Solution Explanation for LeetCode 1141: User Activity for the Past 30 Days I

This problem requires retrieving the daily active user count for the 30 days leading up to and including 2019-07-27. A user is considered active on a day if they performed at least one activity.

The solution uses SQL queries to efficiently process the Activity table.

Approach:

  1. Filtering the Data: We first filter the Activity table to include only the activities that occurred within the 30-day period ending on 2019-07-27. This is achieved using a WHERE clause with DATEDIFF function in MySQL which calculates the difference between '2019-07-27' and the activity_date. We only include entries where the difference is less than 30 days.

  2. Grouping by Day: The GROUP BY clause groups the results by activity_date. This allows us to count distinct users for each day.

  3. Counting Active Users: The COUNT(DISTINCT user_id) function counts the number of unique users for each day. DISTINCT ensures that each user is counted only once per day, even if they have multiple activities.

  4. Result Formatting: The SELECT clause selects the activity_date as day and the count of distinct users as active_users.

MySQL Code:

SELECT activity_date AS day, COUNT(DISTINCT user_id) AS active_users
FROM Activity
WHERE activity_date <= '2019-07-27' AND DATEDIFF('2019-07-27', activity_date) < 30
GROUP BY 1;

Time Complexity Analysis:

The time complexity of this SQL query is dominated by the GROUP BY and COUNT(DISTINCT) operations. In the worst case, where all entries are within the 30-day window, the time complexity would be O(N log N) or potentially O(N) depending on the database's optimization techniques, where N is the number of rows in the Activity table. This is because sorting or hashing might be needed to group and count distinct users efficiently. However, for practical purposes with relatively small datasets, the performance will be quite fast.

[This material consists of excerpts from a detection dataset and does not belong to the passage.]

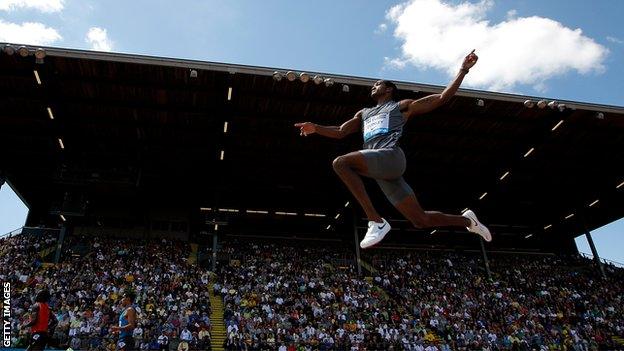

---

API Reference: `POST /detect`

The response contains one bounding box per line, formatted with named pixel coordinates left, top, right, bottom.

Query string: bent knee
left=332, top=156, right=349, bottom=172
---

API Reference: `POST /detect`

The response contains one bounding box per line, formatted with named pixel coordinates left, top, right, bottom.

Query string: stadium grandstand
left=0, top=43, right=624, bottom=351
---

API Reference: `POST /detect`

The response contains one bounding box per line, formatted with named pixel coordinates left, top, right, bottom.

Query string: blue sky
left=0, top=0, right=624, bottom=262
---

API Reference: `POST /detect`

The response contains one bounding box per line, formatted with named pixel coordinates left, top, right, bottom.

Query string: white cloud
left=85, top=27, right=113, bottom=51
left=0, top=19, right=63, bottom=45
left=386, top=0, right=609, bottom=91
left=375, top=23, right=388, bottom=34
left=0, top=0, right=65, bottom=12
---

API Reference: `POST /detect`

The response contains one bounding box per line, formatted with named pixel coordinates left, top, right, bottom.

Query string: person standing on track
left=111, top=291, right=136, bottom=351
left=295, top=50, right=492, bottom=249
left=20, top=289, right=58, bottom=351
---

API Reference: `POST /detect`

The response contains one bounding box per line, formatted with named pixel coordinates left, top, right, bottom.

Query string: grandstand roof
left=0, top=45, right=624, bottom=250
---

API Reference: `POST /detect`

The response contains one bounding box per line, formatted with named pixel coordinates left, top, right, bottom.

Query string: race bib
left=364, top=112, right=390, bottom=141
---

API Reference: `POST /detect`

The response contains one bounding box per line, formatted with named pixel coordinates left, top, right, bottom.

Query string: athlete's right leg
left=333, top=151, right=382, bottom=223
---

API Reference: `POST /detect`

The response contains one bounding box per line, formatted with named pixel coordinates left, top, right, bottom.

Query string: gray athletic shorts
left=359, top=147, right=414, bottom=205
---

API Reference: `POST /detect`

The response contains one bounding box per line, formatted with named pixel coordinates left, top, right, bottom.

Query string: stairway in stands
left=208, top=275, right=227, bottom=351
left=186, top=244, right=199, bottom=265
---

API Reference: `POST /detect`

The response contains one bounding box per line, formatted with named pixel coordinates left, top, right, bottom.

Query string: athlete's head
left=35, top=289, right=50, bottom=302
left=371, top=79, right=399, bottom=101
left=121, top=291, right=136, bottom=307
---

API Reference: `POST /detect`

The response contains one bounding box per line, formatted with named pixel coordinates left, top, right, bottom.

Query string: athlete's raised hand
left=462, top=49, right=479, bottom=69
left=295, top=122, right=316, bottom=136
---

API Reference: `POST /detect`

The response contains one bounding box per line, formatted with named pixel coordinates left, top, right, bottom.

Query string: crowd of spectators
left=214, top=242, right=624, bottom=351
left=0, top=235, right=624, bottom=351
left=0, top=236, right=211, bottom=350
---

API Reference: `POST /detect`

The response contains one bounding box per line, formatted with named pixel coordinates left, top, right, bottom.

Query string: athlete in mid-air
left=295, top=50, right=492, bottom=248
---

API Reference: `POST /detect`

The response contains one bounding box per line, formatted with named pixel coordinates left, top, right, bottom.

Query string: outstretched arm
left=295, top=110, right=362, bottom=139
left=400, top=50, right=479, bottom=119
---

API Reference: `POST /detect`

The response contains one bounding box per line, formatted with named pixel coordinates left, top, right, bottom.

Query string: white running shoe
left=462, top=210, right=492, bottom=242
left=360, top=218, right=390, bottom=249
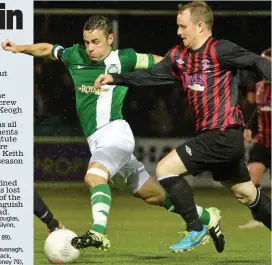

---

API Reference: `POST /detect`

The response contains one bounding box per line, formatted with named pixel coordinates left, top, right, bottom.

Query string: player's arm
left=1, top=40, right=55, bottom=60
left=133, top=52, right=163, bottom=70
left=94, top=51, right=175, bottom=89
left=215, top=40, right=271, bottom=81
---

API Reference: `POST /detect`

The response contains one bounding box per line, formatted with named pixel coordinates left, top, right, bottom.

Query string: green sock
left=162, top=190, right=175, bottom=212
left=90, top=184, right=111, bottom=235
left=197, top=206, right=211, bottom=225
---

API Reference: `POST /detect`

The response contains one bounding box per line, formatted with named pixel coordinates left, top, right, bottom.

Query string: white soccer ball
left=44, top=229, right=80, bottom=264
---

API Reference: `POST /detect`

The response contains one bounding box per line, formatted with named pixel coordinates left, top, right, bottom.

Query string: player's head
left=83, top=15, right=113, bottom=62
left=177, top=1, right=213, bottom=48
left=261, top=48, right=272, bottom=61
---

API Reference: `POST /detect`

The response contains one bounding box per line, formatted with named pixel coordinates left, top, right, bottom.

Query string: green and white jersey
left=52, top=44, right=155, bottom=137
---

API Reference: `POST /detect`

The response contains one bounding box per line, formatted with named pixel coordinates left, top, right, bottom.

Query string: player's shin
left=159, top=176, right=202, bottom=231
left=248, top=189, right=271, bottom=230
left=34, top=191, right=60, bottom=231
left=162, top=190, right=211, bottom=225
left=90, top=184, right=111, bottom=235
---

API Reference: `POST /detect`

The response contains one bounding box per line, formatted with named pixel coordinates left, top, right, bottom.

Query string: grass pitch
left=34, top=183, right=271, bottom=265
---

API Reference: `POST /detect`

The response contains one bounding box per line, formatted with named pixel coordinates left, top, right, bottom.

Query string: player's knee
left=156, top=160, right=171, bottom=178
left=234, top=185, right=257, bottom=205
left=142, top=192, right=165, bottom=205
left=84, top=167, right=109, bottom=188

Space Complexity Analysis:

The space complexity is primarily determined by the intermediate results generated during the GROUP BY and COUNT(DISTINCT) operations. In the worst case, this could be O(N) to store the grouped data and counts, where N is the number of rows in the Activity table. Again, the actual space usage in practice will depend on the database's optimization strategies. The output size (the result table) will be at most 30 rows (one for each day), so this space is considered relatively small and constant.